Не только в общественной, но и в
личной жизни большинства людей, мыслящих и чувствующих, не отдаваясь
исключительно во власть животных потребностей и вожделений, переоценка
ценностей - явление естественное и почти неизбежное. Когда жизнь склоняется к
закату и ее суетные стороны представляются особенно рельефно - приходится
многое переоценить - и в себе, и в других. Благо тому, кто выходит из этой
внутренней работы, не утратив веры в людей и не краснея за себя! Но и в разгаре
жизни, когда, по-видимому в личном существовании все определилось ясно и
"образовалось", внезапно наступает необходимость переоценки. Иногда
кажется, что время несбывающихся надежд и мечтаний, время роковых страстей и
упорной борьбы за существование минуло навсегда и неширокий путь личной
удовлетворенности тянется под серым небом, сливаясь вдали с ничего не
обещающею, но ничем и не обманывающею серою далью. И вдруг, из какого-нибудь
забытого или небрежно обойденного уголка жизни подымется вопрос, грозящий все
изменить и властно заставляющий произвести перестройку всего здания душевной
жизни человека.
Совершается "переоценка" и
в различных областях знания. Она составляет естественный результат движения
вперед человеческой мысли и ее пытливости.
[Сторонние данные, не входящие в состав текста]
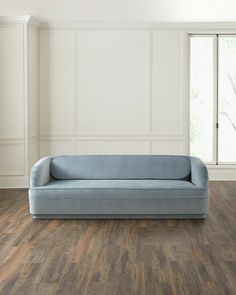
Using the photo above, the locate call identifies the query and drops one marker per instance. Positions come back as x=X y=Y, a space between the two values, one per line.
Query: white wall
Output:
x=19 y=97
x=112 y=91
x=134 y=10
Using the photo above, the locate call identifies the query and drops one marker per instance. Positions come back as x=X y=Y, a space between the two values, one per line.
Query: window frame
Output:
x=215 y=36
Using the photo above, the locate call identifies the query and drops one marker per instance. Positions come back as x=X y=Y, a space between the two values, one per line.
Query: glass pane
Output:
x=227 y=99
x=201 y=97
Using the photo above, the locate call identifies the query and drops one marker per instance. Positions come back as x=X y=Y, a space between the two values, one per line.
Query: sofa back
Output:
x=120 y=167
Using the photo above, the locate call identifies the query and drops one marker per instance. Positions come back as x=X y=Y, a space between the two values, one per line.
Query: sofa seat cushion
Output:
x=120 y=189
x=120 y=167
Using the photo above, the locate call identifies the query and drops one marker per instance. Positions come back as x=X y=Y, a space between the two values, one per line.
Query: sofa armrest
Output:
x=199 y=173
x=40 y=173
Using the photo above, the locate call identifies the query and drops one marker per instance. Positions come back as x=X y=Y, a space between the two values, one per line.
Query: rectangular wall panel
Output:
x=33 y=81
x=167 y=147
x=12 y=159
x=167 y=101
x=57 y=81
x=112 y=81
x=11 y=82
x=56 y=147
x=117 y=147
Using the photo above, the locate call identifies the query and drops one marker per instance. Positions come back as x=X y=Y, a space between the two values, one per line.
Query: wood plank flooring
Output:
x=124 y=257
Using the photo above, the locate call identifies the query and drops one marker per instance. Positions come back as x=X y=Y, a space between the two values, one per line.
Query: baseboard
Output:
x=222 y=173
x=14 y=182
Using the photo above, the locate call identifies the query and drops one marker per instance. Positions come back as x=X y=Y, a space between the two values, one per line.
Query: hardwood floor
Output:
x=124 y=257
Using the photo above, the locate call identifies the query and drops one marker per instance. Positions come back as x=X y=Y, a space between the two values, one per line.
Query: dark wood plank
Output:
x=141 y=257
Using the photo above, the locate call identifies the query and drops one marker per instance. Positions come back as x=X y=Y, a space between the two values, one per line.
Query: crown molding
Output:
x=140 y=25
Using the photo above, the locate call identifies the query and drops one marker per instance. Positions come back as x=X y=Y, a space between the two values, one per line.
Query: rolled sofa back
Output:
x=120 y=167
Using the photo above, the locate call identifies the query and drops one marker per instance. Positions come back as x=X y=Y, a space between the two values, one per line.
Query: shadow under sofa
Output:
x=119 y=186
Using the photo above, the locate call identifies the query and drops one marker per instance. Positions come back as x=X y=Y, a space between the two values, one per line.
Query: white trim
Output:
x=215 y=98
x=220 y=172
x=98 y=25
x=19 y=19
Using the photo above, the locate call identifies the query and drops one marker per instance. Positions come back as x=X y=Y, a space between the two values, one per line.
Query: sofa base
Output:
x=120 y=216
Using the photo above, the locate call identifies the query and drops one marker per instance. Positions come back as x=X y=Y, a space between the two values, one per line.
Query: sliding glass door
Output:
x=213 y=98
x=227 y=99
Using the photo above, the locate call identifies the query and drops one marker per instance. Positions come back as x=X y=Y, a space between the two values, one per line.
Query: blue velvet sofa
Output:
x=119 y=186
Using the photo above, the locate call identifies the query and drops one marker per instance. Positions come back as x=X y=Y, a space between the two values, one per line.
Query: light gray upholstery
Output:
x=119 y=186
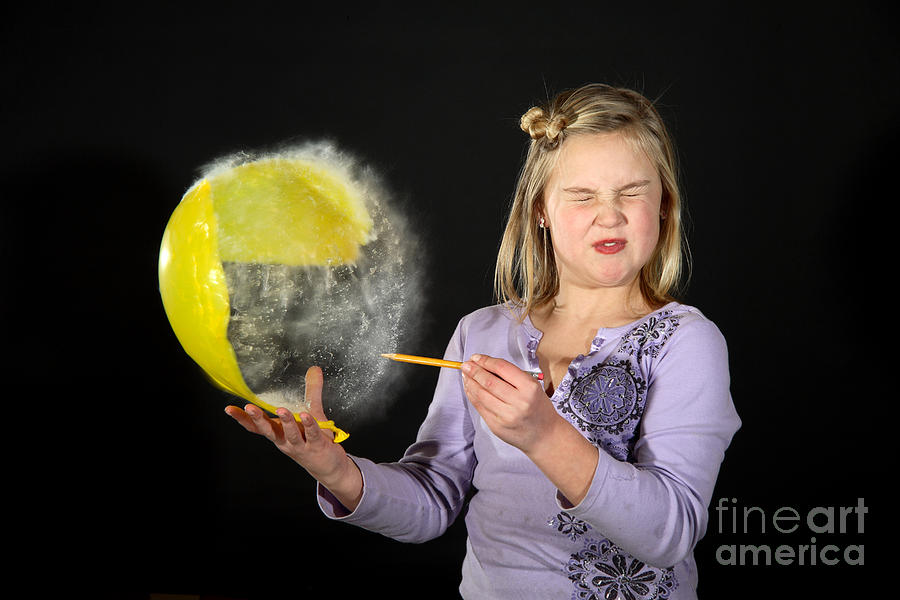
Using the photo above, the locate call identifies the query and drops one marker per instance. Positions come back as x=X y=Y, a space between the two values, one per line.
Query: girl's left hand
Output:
x=512 y=403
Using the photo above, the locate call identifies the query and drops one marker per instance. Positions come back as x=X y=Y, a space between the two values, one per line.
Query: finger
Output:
x=313 y=392
x=293 y=434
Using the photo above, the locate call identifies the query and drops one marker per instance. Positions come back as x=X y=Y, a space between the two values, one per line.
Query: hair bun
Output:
x=536 y=124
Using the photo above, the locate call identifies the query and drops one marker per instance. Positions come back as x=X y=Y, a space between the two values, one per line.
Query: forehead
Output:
x=601 y=159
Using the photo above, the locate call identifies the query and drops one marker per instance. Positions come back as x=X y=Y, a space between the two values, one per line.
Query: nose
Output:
x=609 y=214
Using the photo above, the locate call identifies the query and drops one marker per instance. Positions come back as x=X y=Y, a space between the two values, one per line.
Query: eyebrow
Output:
x=627 y=186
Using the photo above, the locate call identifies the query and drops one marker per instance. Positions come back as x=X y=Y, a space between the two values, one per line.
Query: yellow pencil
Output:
x=438 y=362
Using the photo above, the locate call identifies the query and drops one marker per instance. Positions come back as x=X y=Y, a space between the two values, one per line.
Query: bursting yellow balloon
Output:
x=276 y=210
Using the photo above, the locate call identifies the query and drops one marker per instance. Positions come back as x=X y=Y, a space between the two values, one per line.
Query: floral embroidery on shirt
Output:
x=603 y=570
x=609 y=397
x=650 y=336
x=568 y=525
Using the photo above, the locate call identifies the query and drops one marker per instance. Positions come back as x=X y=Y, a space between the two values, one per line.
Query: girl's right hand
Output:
x=308 y=445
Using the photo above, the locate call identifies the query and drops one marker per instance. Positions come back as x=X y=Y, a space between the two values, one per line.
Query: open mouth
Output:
x=609 y=246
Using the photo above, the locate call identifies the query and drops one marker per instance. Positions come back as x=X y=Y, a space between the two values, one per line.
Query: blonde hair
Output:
x=526 y=275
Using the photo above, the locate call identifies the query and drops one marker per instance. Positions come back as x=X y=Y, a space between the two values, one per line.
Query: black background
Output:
x=131 y=480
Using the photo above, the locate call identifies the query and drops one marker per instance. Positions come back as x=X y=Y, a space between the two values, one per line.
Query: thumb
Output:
x=313 y=393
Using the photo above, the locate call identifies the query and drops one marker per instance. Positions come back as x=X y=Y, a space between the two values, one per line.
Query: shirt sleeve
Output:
x=656 y=508
x=417 y=498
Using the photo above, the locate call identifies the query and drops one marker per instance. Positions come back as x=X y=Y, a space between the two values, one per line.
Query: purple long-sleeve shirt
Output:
x=653 y=397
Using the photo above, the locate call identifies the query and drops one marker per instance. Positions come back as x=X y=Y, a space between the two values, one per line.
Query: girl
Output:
x=596 y=482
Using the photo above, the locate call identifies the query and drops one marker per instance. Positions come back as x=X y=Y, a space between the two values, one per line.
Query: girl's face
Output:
x=602 y=205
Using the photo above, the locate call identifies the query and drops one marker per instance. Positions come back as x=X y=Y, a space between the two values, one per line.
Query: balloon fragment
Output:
x=272 y=264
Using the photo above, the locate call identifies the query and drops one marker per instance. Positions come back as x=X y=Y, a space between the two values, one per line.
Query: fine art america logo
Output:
x=787 y=523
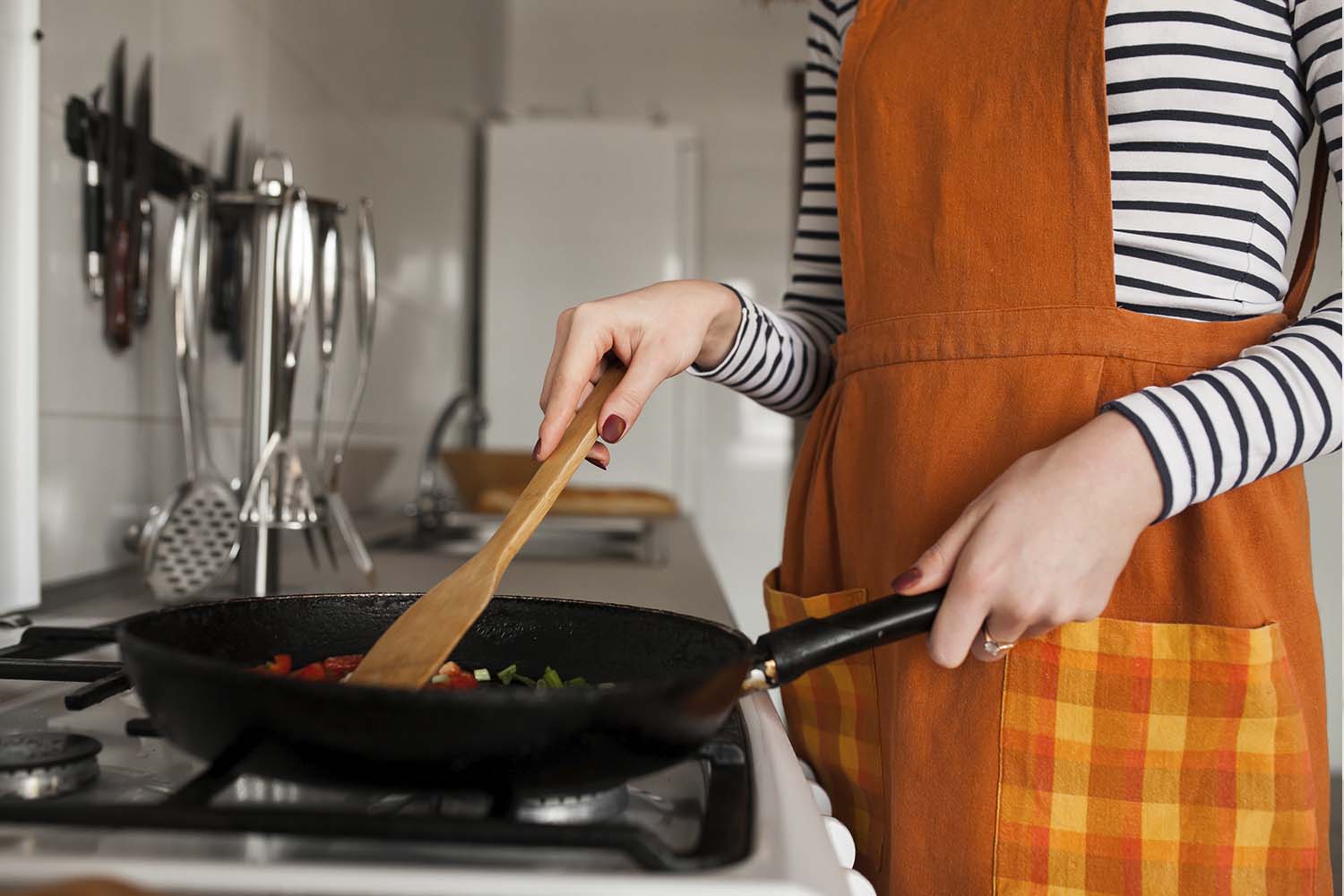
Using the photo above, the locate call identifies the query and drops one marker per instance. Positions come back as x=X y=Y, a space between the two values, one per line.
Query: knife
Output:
x=93 y=222
x=226 y=306
x=116 y=322
x=142 y=207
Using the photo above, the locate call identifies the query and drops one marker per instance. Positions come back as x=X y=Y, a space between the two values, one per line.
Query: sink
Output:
x=559 y=538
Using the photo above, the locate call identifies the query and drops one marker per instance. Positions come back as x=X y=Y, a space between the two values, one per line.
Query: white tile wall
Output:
x=368 y=99
x=720 y=67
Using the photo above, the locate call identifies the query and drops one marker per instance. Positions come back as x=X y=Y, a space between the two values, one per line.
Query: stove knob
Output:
x=822 y=798
x=859 y=884
x=840 y=840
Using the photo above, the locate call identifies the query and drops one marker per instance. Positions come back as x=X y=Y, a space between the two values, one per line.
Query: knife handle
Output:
x=116 y=320
x=144 y=263
x=93 y=228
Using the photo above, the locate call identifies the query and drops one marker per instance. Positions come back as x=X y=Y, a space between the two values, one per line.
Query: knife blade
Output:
x=226 y=308
x=142 y=207
x=116 y=323
x=93 y=210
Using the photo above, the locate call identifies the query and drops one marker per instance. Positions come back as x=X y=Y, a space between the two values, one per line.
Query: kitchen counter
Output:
x=685 y=582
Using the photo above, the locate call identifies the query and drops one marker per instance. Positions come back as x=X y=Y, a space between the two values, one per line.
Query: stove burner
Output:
x=574 y=809
x=43 y=764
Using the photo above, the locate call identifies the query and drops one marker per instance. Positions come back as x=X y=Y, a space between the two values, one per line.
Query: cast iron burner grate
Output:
x=725 y=820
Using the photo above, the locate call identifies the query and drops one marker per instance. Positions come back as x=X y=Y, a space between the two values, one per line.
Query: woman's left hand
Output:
x=1043 y=544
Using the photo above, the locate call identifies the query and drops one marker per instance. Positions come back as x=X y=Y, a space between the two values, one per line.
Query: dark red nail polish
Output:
x=613 y=429
x=906 y=579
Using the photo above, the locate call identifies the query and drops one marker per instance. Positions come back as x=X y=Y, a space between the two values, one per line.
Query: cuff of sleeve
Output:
x=1161 y=435
x=720 y=371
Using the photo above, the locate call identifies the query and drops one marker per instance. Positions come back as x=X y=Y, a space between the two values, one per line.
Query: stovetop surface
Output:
x=254 y=834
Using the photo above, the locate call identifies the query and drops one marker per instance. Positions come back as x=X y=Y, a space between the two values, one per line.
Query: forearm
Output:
x=1274 y=408
x=779 y=359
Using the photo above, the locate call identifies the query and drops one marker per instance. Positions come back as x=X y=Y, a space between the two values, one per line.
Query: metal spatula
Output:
x=411 y=650
x=190 y=538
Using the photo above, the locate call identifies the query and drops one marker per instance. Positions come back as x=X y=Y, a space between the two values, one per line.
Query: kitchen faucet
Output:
x=435 y=495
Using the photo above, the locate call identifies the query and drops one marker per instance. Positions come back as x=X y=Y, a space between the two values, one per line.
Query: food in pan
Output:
x=449 y=676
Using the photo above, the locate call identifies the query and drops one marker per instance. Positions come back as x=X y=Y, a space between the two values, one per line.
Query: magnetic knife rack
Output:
x=174 y=177
x=174 y=174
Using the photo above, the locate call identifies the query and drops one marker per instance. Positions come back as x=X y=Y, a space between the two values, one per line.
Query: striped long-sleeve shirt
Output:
x=1210 y=105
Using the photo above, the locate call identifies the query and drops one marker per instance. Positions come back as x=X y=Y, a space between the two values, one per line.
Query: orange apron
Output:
x=1177 y=743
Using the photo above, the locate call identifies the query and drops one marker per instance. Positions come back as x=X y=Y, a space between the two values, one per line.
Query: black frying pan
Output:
x=676 y=678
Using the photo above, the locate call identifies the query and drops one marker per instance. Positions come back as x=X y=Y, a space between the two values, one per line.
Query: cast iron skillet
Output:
x=676 y=678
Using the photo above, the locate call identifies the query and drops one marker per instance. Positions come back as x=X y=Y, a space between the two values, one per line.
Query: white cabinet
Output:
x=578 y=210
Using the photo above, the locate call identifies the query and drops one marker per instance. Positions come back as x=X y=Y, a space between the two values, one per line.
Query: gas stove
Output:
x=88 y=788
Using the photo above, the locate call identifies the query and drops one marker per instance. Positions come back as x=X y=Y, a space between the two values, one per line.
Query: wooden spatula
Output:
x=413 y=649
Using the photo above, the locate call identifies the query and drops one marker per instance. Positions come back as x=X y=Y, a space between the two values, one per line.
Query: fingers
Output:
x=599 y=455
x=1005 y=624
x=645 y=374
x=935 y=565
x=574 y=371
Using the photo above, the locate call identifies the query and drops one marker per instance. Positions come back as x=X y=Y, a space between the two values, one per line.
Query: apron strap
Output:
x=1305 y=265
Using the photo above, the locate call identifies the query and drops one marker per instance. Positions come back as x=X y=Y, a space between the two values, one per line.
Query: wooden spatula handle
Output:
x=554 y=473
x=414 y=646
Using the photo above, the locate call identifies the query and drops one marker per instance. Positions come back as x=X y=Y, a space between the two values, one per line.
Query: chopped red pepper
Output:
x=456 y=681
x=340 y=667
x=312 y=672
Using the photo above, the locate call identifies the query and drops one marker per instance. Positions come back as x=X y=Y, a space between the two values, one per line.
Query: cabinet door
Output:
x=578 y=211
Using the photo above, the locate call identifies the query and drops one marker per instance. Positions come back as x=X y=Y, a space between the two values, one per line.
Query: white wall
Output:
x=1322 y=476
x=19 y=309
x=366 y=104
x=720 y=67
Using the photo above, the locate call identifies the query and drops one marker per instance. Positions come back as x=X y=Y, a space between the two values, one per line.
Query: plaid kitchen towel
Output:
x=1142 y=758
x=833 y=724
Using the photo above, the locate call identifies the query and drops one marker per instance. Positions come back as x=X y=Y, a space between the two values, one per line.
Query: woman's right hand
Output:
x=656 y=332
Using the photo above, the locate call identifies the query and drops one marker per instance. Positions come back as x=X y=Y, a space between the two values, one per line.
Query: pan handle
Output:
x=787 y=653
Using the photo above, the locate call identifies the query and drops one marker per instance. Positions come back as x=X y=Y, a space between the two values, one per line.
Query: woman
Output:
x=1070 y=384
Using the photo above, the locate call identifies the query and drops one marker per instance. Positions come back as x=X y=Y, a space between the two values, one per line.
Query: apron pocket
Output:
x=1153 y=758
x=832 y=720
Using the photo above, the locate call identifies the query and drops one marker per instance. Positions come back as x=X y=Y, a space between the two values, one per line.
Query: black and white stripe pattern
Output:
x=1209 y=108
x=782 y=359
Ее нельзя не приветствовать, с нею
необходимо считаться. Но в понятном и нередко благотворном стремлении к такой
переоценке надо отличать торопливую готовность к смелым выводам и неразборчивым
обобщениям от действительно назревшей потребности; надо отделять ценные
приобретения строгого и целесообразного труда от увлечения самим процессом
работ по "переоценке", причем случается, что скудные или непригодные
плоды этих работ далеко не соответствуют потраченным на них силам. За последнее
столетие медицинские науки представляют несколько примеров поспешной переоценки,
где частичное ценное наблюдение или полезное открытие восторженно клалось во
главу угла громко провозглашаемого "переворота", в котором потом
приходилось усомниться и постепенно вернуться к тому, что было объявлено
навсегда обесцененным.
Не миновали переоценки и явления
правовой области. Стоит указать на новейшее движение в науке о государстве, на
труды Менгера и Дюги, на отрицательное отношение к основам парламентаризма
(и выводимого из него принципа построения правового государства –прим.автора) и
т. п. С особой энергией предпринята переоценка карательной деятельности
государства и ее оснований. Почти вся совокупность трудов старой, так
называемой классической, школы уголовного права объявлена в ряде ученых
исследований по "пенологии" (науке о наказании – прим. автора) и
"криминологии" (общая теоретическая наука о преступности и её
причинах и условиях, личности, лиц совершивших преступление – прим.автора) и в
заседаниях конгрессов по уголовной антропологии бесплодным собранием чуждых
жизни теоретических положений и черствых вымыслов односторонне направленного
ума.
Изощряясь в наименованиях и
подразделениях и втискивая человеческую природу в их мертвые рамки,
классическая школа опутала жизнь своим учением о злой воле и ее проявлениях.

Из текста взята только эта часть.